I will let you know how the stain stick works out after I have something to use it on lol


----------



## Onion-Creek-Oberhaslis (Sep 25, 2013)

Thanks to my Secret Santa! I got my package in yesterday. LOVE it! My cat is sooo picky (she only eats cat food ).... She loved her treats! Cheyanne (my dog) says thank you for the grain free treats (she is allergic to grain, how did you know?!). Loved them too! Now both my cat and dog beg for more! I will have to find out who the lucky goat is that gets the bell. I loved the mug, the coca and the maple syrup candies (my favorite!). Thanks again!

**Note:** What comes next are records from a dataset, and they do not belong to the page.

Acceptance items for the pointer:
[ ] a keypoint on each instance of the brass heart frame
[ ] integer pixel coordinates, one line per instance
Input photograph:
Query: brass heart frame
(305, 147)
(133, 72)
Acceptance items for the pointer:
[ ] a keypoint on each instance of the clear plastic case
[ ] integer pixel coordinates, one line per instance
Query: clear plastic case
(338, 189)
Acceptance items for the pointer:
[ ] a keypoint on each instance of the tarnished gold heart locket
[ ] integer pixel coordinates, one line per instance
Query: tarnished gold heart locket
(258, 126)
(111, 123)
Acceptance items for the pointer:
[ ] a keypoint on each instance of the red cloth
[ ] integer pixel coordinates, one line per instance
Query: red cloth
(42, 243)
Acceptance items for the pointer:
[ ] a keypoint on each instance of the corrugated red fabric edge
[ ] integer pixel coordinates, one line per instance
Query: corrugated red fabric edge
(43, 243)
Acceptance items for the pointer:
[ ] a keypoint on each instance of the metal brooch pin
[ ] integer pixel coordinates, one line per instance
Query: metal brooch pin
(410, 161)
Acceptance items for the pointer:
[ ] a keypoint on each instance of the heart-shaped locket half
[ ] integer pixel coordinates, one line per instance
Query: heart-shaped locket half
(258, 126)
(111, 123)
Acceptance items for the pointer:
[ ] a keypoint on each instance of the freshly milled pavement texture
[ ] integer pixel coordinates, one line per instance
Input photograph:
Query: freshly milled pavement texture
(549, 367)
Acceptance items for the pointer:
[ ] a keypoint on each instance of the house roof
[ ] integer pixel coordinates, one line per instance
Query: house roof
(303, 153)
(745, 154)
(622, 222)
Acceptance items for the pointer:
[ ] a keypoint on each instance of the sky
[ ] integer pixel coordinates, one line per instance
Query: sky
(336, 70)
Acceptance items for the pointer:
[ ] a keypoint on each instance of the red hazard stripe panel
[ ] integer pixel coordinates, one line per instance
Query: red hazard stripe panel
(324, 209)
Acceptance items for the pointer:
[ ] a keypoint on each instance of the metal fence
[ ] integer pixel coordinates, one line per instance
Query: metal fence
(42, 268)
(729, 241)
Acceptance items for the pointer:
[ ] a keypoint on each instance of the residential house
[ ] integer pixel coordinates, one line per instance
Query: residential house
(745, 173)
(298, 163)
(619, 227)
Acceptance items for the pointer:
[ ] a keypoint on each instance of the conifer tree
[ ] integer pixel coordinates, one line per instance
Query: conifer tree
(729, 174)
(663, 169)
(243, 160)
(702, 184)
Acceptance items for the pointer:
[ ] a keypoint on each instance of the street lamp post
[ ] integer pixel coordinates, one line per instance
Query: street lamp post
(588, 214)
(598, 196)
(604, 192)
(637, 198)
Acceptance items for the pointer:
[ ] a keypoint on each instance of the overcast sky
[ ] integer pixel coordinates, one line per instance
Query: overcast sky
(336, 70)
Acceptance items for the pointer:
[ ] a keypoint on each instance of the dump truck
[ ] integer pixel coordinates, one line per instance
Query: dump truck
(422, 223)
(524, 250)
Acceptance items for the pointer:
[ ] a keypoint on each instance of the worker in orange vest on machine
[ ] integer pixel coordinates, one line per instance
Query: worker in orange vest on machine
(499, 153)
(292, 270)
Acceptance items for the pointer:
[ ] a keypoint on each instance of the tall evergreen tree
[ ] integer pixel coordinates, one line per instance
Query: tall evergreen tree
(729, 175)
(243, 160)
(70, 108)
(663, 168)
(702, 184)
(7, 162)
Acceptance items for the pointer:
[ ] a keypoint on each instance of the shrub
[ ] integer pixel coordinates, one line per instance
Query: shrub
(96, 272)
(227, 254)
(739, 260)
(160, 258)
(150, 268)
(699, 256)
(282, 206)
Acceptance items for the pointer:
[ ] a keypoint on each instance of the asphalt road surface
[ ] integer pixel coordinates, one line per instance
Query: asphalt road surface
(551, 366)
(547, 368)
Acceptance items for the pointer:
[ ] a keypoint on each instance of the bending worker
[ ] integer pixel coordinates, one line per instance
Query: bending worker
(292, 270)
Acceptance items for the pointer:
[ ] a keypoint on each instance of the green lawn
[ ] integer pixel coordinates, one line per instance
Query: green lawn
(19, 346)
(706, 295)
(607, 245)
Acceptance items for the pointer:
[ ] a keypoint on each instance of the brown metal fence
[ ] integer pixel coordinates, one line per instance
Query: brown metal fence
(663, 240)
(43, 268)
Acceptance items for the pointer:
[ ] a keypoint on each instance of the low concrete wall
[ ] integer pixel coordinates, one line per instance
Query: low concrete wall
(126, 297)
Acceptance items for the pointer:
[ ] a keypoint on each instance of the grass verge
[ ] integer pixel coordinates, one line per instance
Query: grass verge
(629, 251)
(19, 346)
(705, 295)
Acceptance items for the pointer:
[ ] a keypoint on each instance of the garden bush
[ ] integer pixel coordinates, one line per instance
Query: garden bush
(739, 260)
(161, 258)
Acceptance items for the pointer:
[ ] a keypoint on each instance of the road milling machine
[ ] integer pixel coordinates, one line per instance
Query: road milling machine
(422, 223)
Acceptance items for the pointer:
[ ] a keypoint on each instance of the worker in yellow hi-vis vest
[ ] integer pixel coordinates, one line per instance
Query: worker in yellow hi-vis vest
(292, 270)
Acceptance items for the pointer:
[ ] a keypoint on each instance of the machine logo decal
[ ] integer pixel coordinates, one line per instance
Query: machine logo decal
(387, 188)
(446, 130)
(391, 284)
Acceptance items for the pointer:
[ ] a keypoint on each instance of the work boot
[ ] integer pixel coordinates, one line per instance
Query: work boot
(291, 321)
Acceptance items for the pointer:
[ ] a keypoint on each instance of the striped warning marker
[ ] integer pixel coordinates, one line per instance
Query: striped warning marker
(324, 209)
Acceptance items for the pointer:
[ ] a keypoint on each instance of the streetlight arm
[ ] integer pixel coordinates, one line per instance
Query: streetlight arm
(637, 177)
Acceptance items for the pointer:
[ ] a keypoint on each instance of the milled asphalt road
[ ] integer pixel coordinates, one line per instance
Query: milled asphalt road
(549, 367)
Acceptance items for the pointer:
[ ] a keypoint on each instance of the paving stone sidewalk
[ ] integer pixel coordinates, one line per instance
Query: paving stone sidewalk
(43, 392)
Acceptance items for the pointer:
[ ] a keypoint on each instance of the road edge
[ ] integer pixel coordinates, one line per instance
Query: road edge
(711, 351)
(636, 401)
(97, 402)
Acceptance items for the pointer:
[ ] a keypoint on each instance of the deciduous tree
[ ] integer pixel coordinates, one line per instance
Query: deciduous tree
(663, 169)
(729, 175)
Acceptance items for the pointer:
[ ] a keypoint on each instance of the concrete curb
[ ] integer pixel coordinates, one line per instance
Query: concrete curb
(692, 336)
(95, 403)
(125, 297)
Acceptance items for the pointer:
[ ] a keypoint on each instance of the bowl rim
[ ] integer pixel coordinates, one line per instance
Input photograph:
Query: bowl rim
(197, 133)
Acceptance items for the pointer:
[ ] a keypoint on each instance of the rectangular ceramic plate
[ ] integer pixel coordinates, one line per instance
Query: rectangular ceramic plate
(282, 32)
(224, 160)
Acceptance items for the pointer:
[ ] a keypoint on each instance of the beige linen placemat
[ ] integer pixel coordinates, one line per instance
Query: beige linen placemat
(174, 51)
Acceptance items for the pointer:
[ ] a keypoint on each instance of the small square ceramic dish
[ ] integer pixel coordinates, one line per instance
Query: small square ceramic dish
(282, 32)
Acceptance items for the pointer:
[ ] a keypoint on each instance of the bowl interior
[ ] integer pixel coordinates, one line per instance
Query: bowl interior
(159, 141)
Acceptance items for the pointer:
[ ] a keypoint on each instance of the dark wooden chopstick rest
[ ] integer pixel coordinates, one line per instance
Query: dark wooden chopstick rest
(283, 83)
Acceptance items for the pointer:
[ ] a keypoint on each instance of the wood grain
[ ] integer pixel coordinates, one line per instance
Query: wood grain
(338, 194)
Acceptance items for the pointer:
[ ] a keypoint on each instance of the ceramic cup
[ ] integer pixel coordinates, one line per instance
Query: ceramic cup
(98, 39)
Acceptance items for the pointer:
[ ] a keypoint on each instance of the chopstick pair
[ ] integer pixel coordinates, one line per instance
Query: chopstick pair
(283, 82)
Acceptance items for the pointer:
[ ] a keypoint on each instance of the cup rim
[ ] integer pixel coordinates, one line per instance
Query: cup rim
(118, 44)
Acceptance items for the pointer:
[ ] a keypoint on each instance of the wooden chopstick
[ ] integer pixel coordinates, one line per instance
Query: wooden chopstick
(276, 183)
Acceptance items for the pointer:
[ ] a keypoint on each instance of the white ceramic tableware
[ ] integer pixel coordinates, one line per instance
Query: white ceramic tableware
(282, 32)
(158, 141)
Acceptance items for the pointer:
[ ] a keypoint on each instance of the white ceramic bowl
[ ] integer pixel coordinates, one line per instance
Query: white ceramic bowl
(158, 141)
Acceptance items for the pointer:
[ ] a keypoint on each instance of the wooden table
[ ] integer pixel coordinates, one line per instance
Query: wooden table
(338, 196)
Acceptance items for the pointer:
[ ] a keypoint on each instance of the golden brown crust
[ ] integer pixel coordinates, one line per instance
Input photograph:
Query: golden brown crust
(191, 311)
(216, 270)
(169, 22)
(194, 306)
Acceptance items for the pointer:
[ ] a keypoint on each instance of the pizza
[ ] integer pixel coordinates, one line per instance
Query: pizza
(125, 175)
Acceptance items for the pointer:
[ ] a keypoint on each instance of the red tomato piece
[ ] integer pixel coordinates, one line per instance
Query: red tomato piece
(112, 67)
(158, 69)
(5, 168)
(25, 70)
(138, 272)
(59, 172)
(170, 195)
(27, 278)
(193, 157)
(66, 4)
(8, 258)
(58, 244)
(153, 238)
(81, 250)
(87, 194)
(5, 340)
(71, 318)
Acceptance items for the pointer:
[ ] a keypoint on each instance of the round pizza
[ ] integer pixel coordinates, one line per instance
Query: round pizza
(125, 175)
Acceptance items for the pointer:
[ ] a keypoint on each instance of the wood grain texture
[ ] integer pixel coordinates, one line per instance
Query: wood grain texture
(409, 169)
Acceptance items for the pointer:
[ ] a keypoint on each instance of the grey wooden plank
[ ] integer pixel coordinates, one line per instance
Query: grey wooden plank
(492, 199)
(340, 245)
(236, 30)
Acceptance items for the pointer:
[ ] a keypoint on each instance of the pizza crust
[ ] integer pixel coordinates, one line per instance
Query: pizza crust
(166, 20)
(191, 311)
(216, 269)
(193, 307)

~Sierra And The Crew At Onion Creek!


----------



## wildegoats0426 (Aug 30, 2013)

This is the best secret Santa gift I have EVER gotten!!


----------



## Crystal (Jan 20, 2013)

I absolutely love my Secret Santa gifts. Thank You.:leap: As soon as I can upload my pictures I will post them.


----------



## Crystal (Jan 20, 2013)

Okay my internet is working again on my laptop so I can post a picture now. Just love my scarf it is so pretty. Two bracelets one with a horse shoe. The key chain did not show in this picture. Loved everything. :thankU::lovey:


----------



## nchen7 (Feb 25, 2013)

still waiting to see if my SS got their gift yet.....


----------



## goathiker (Apr 14, 2011)

There has been lots of time for gifts to get where they are going, with the exception of the gal in SA who only gets mail twice a month...
Has everyone sent out the gifts? Have people received them that haven't posted back yet? Where is everyone??? :lol:


----------



## J.O.Y. Farm (Jan 10, 2012)

I got mine and my SS got theirs!


----------



## MoonShadow (Mar 1, 2015)

I'm still waiting to see if my ss got their gift also.


----------



## HappyCaliGoats (Mar 19, 2014)

Haven't received it yet but I'm here! Lol!


----------



## goathiker (Apr 14, 2011)

Going through my records the hold up seems to be at the Canadian border. We have gifts going to and from strange places and 3 different countries involved :lol:


----------



## nchen7 (Feb 25, 2013)

LOL. that would be for ME!! i'm still waiting on mine. i changed my address, but it should still come to me (same building, different unit...)


----------



## goathiker (Apr 14, 2011)

Actually, there are 6 people outside of the mainland of America...


----------



## shaunerna (Jul 2, 2013)

From SA - nothing yet - will go and check my postbox again tomorrow


----------



## thegoatmama (Mar 19, 2015)

Hi. haven't been around in a while. Before Christmas I pulled a muscle in my back and been laid up. Super fun. It delayed me finishing making my present, but it's almost done now and will get sent out soon! Will it add a touch of Hawaii to know that this was made on Hawaiian time? :laugh:
Checked my box just the other day and still waiting for mine. :book:


----------



## nchen7 (Feb 25, 2013)

Ah...the joys of snail mail!


----------



## CrazyDogLady (Aug 9, 2014)

Got and sent mine. However, going to send a pm because my person just said they didn't receive theirs.


----------



## shaunerna (Jul 2, 2013)

I received my present today - thank you very much my Secret Santa - I love the handmade goats milk soap, the sea salt and the candy (very nice)!


----------



## shaunerna (Jul 2, 2013)

Will post a picture later when I have better internet connection


----------



## MoonShadow (Mar 1, 2015)

Anymore news on gift arrivals? As far as I know my SS buddy hasn't received theirs yet.


----------



## thegoatmama (Mar 19, 2015)

I mailed mine on Monday :woohoo: <--- happy post office dance :lol:


----------



## nchen7 (Feb 25, 2013)

The wait was definitely worth it! I bare got my coat off beforehand ripping into the box, and when I did I found the CUTEST handmade stuffy with a note. Josie is adorable, and I'm sure she's even better in real life. The bf wants to turn stuffy Josie into a Christmas ornament, that's how much we love it!!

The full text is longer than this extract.